All this extra work has a big effect. Valerie Gernhauser of Sapphire Events explains that any given wedding includes 450 to 500 hours of work for her team. Changes within 90 days of an event have a huge impact on that number. “Often inventory has been committed, labor forces are occupied, and significant changes of scope during this threshold of time require a massive amount of communication,” she says. “We have to see if it’s even possible. It means our team is working around the clock.”

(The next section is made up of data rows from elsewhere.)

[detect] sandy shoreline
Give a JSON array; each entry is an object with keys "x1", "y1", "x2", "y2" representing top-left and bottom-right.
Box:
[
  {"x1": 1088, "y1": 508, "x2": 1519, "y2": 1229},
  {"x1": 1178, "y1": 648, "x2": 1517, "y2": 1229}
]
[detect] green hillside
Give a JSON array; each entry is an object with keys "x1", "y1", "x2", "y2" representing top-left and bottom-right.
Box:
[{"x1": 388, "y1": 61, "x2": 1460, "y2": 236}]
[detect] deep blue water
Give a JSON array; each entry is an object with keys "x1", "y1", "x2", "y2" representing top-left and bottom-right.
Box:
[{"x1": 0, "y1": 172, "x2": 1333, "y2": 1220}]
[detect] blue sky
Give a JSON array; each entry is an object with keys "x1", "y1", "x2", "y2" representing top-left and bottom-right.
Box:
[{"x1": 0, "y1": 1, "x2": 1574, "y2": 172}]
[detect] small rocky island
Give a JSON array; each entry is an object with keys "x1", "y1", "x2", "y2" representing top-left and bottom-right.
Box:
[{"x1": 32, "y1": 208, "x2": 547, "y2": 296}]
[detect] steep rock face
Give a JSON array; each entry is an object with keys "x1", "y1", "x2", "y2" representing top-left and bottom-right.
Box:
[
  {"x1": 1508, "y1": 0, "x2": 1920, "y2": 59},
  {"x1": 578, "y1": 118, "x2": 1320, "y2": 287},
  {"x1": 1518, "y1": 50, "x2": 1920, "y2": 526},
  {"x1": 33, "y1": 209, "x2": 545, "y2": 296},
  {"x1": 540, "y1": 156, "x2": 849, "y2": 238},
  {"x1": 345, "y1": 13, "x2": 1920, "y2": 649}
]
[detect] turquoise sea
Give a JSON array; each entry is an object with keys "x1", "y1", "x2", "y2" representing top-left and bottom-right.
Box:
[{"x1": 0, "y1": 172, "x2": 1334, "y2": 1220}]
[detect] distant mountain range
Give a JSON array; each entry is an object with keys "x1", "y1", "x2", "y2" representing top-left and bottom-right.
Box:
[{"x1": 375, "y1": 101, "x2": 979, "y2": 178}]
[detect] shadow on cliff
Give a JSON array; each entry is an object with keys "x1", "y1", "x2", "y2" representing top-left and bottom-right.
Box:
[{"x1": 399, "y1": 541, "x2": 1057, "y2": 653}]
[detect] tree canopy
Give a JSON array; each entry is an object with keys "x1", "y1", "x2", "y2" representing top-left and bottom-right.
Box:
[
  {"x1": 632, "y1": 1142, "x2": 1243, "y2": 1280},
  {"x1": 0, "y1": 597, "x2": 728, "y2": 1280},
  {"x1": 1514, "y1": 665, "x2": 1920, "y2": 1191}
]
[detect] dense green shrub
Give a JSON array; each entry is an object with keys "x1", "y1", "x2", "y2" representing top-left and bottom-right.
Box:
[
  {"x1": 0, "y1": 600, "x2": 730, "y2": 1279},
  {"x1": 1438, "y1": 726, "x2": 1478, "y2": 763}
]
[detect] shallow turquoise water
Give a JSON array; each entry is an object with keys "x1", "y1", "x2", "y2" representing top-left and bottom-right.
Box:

Sonal J. Shah of SJS Events compared the current situation to weddings around the time of Sept. 11, 2001. Her clients are largely hosting destination weddings with hundreds of guests at each—many of them are reaching out for status checks even though their weddings aren’t set to take place until October, November, or December of this year. Shah predicts that much of 2020 will play out like the months after 9/11, with fewer people willing to get on flights or head to far-flung destinations. Her job, like many other planners, has been keeping everyone calm.

It’s also curtailing inquiries for weddings into 2021. Leahy notes there’s been a remarkable slowdown in communication for future events, and even couples amid the planning process are putting a halt to things like venue walk-throughs. Robin Baab Olascoaga of RMBO Collective says couples have “simply stopped booking.” She’s worried about the loss of future revenue, as most of her clients sign eight to 16 months in advance.

Gernhauser added that her couples with weddings up to nine months out have inquired about more robust insurance policies. Planner Aimee Monihan of Tropical Occasions has been seeing the guest lists slowly go down for her upcoming destination weddings, though none have canceled. Even photographer Emilia Schobeiri of Emilia Jane, who has not been directly impacted by cancellations, has thought about COVID-19 and her business. She says she is considering loosening her date change policy to give more flexibility to couples as this all continues.

Brooklyn-based photographer Shawn Connell likened it all to a couple deciding to enact a plan B due to weather. “It feels like when, on a wedding day, a bride is staring at the clouds and waiting to make the call on moving everything to an indoor rain plan,” he says. “Most hope for the best and wait until the last second.”

For the vendors, though, it’s just raining anxiety.